"If I live, Rhoda Polly."

"Ah, if you live," repeated the girl, mechanically holding out her hand. And even as I looked, the bold bright look in her eyes was dimmed, as a pool greys over with the first coming of a breeze.

And thus I took my real farewell of Rhoda Polly. There was some of the black mould on my fingers as I went over to the shops to search for Hugh Deventer.

CHAPTER XIII

WE SEEK GARIBALDI

Hugh Deventer and I reached Orange only to hear that the recruiting parties of the Garibaldians had gone away north. But on the railway, hundreds of wagons laden with supplies were moving in the same direction, and with the conductors of these we made what interest we could.

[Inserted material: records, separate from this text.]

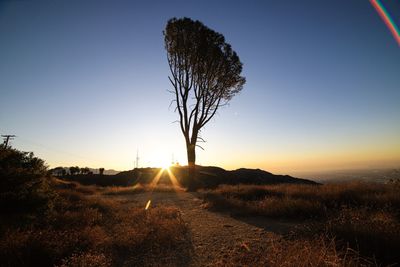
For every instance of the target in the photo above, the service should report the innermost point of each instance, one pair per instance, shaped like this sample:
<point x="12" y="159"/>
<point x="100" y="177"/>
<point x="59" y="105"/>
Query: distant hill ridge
<point x="211" y="176"/>
<point x="207" y="177"/>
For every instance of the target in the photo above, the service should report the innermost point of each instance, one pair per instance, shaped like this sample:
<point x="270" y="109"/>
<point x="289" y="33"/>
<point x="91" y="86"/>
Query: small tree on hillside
<point x="205" y="74"/>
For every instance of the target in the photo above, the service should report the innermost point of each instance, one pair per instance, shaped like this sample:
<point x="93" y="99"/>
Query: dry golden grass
<point x="277" y="251"/>
<point x="363" y="215"/>
<point x="90" y="231"/>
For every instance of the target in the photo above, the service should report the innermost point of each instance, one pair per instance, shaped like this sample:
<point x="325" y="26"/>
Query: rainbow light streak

We showed the letter we had brought from Gaston Cremieux, but these were men of the Saône and Isère, who had never heard of the agitator. But Hugh's willing help during heavy hours of loading and "transhipment," and perhaps also the multitude and flavour of my tales of Scotland, gained us a footing.

From them we heard with pride of what had already been done by Garibaldi, with such wretched material, and how the great Manteuffel himself, in his dispatches, had allowed the excellence of Garibaldi's tactics.

What we were most afraid of was that the whole war would be over before we got a chance. The men of the Isère, however, who on the strength of six months' campaigning considered themselves veterans, laughed scornfully at our young enthusiasms. They would march. They would fight. But as for beating the Germans in the long run it was impossible. That time had gone by when Bazaine had let himself be locked up in Metz.